In a recent paper published in Nature, researchers used positron emission tomography imaging (PET) and electron microscopy to create 3D ultra-resolution maps of mitochondrial networks in lung tumours of genetically engineered mice. They discovered that the diverse bioenergetic phenotypes and metabolic dependencies identified in non-small cell lung cancer (NSCLC) tumours align with distinct structural organization of mitochondrial networks present. This sheds light on the complexity of NSCLC and highlights the importance of developing personalized treatment strategies that take into account the heterogeneity of these tumours.

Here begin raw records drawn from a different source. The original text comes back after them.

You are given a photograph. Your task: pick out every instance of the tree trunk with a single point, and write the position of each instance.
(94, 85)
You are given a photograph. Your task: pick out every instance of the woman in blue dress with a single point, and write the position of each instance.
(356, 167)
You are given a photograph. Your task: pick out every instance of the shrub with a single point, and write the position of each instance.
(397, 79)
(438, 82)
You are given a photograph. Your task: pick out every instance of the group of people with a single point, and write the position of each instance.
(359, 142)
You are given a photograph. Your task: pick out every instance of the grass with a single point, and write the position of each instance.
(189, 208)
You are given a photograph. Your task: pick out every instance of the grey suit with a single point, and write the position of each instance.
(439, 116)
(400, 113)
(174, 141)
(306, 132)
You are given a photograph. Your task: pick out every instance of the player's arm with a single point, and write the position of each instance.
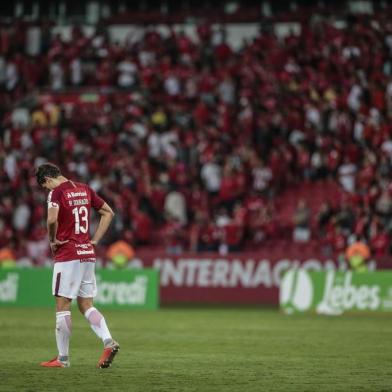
(53, 213)
(107, 215)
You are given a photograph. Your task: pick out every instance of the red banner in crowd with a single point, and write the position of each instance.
(246, 278)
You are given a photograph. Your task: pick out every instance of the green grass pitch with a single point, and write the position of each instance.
(202, 349)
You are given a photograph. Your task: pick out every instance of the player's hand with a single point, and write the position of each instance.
(55, 244)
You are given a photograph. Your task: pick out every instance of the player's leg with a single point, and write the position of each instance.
(97, 321)
(63, 289)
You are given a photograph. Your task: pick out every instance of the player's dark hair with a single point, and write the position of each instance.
(47, 170)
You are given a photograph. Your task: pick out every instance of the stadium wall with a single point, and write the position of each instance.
(246, 278)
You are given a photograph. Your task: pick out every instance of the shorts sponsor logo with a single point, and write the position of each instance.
(9, 288)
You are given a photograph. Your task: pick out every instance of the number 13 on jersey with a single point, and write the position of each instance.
(81, 219)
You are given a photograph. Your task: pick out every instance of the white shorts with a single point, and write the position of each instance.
(73, 279)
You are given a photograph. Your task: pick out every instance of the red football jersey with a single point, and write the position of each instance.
(74, 201)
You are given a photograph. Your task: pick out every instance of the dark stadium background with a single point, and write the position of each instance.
(245, 132)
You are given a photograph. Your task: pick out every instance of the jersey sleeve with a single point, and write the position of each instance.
(53, 200)
(96, 201)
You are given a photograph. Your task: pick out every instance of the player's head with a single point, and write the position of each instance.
(47, 174)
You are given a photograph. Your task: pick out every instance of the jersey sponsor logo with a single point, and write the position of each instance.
(78, 202)
(83, 246)
(70, 195)
(50, 196)
(85, 252)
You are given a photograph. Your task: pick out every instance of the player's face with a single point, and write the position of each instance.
(48, 184)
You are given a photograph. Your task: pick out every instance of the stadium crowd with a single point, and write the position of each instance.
(194, 141)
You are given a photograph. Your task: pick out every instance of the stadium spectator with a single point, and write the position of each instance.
(209, 120)
(301, 222)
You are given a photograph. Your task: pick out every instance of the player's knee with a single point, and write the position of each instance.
(84, 304)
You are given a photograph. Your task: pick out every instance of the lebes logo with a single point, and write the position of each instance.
(341, 294)
(296, 291)
(331, 293)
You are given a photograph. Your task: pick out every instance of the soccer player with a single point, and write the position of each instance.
(69, 205)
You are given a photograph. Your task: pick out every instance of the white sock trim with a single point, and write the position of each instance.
(88, 312)
(63, 313)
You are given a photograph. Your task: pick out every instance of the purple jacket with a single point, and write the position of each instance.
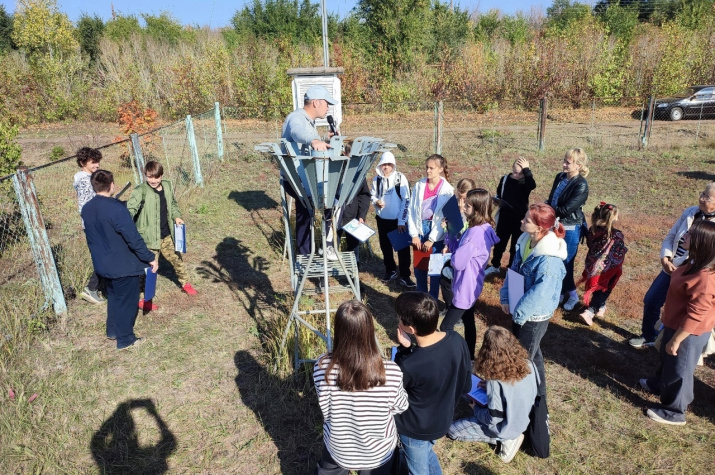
(469, 258)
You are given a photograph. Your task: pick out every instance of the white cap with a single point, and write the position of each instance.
(387, 157)
(319, 92)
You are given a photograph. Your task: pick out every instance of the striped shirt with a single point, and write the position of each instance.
(359, 427)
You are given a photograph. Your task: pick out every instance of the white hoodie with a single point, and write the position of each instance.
(395, 207)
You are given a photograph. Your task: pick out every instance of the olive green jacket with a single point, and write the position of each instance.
(147, 222)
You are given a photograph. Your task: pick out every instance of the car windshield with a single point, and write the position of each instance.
(687, 92)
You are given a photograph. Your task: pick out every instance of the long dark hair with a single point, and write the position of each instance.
(701, 253)
(355, 352)
(481, 202)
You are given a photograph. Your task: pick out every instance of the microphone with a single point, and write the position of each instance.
(331, 123)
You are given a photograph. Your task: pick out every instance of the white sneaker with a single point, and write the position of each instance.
(330, 253)
(571, 302)
(509, 448)
(491, 270)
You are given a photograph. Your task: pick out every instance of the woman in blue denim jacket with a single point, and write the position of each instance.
(540, 252)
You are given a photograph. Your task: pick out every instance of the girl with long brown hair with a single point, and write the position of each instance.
(688, 320)
(470, 253)
(359, 393)
(509, 379)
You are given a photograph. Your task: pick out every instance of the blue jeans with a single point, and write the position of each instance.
(420, 458)
(572, 237)
(421, 275)
(652, 304)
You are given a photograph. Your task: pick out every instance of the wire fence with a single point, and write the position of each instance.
(21, 292)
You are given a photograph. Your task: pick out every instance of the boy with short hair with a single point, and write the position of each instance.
(155, 210)
(436, 373)
(118, 254)
(88, 161)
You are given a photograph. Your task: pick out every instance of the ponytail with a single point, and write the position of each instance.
(442, 163)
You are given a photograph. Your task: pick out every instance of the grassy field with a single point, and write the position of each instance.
(211, 392)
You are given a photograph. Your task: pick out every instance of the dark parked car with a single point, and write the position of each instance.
(693, 101)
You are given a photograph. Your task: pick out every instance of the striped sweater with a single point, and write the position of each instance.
(359, 427)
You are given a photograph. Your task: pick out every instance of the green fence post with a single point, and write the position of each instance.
(194, 151)
(39, 241)
(219, 132)
(138, 156)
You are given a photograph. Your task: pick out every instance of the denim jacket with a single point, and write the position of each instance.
(543, 272)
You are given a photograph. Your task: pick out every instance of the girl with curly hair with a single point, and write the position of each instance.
(510, 381)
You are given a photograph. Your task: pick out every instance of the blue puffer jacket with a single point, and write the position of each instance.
(543, 272)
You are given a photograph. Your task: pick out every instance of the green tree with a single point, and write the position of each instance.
(280, 19)
(39, 26)
(561, 13)
(6, 43)
(89, 32)
(620, 20)
(450, 29)
(400, 29)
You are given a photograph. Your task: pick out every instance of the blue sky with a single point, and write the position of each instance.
(217, 13)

The powerhouse of the cell

Mitochondria play a critical role in the metabolism and energy production of cancer cells, including non-small cell lung cancer (NSCLC). NSCLC is a heterogeneous disease with varying histological, genetic, and metabolic characteristics. Mitochondria are essential regulators of cellular energy and metabolism, sustaining tumour cell growth and survival. However, our understanding of how mitochondrial networks are structurally and functionally regulated in NSCLC at an in vivo level is limited. In order to better elucidate this, the research team from UCLA Jonsson Comprehensive Cancer Center used PET and electron microscopy to create 3D ultra-resolution maps of mitochondrial networks in lung tumours of genetically engineered mice.

“Our study represents a first step towards generating highly detailed three-dimensional maps of lung tumours using genetically engineered mouse models,” said David Shackelford, senior author of the study. “Using these maps, we have begun to create a structural and functional atlas of lung tumours, which has provided us valuable insight into how tumour cells structurally organize their cellular architecture in response to the high metabolic demands of tumour growth. Our findings hold promise to inform and improve current treatment strategies while illuminating new directions from which to target lung cancer.”

Building a detailed 3D map of lung cancer

The researchers used an integrated platform consisting of PET imaging, respirometry, and three-dimensional scanning block-face electron microscopy to analyse mitochondrial networks and bioenergetic phenotypes in NSCLC. They discovered that the diverse bioenergetic phenotypes and metabolic dependencies identified in NSCLC tumours aligned with the distinct structural organization of mitochondrial networks present. The researchers used deep learning to categorize tumours based on mitochondrial activity and other factors. They found that two subtypes of non-small cell lung cancer (NSCLC), adenocarcinomas (LUAD) and squamous-cell carcinomas (LUSC), had distinct subpopulations of mitochondrial networks within them.

They found that mitochondrial networks are compartmentalized into distinct subpopulations that govern the bioenergetic capacity of tumours. In tumours with high rates of oxidative phosphorylation (OXPHOSHI) and fatty acid oxidation, the researchers identified peri-droplet mitochondrial networks wherein mitochondria contact and surround lipid droplets. On the other hand, in tumours with low rates of OXPHOS (OXPHOSLO), high glucose flux regulated perinuclear localization of mitochondria, structural remodelling of cristae, and mitochondrial respiratory capacity.

“Our study has uncovered a novel finding in the metabolic flux of lung tumours, revealing that their nutrient preference may be determined by the compartmentalization of their mitochondria with other organelles, either relying on glucose (“sugar”) or free fatty acids (“fat”),” said Mingqi Han, first-author of the study. “This discovery has important implications for developing effective anticancer therapies that target tumour-specific nutrient preferences. Our multi-modality imaging approach has enabled us to uncover this previously unknown aspect of cancer metabolism, and we believe that it can be applied to other types of cancer, paving the way for further research in this area.”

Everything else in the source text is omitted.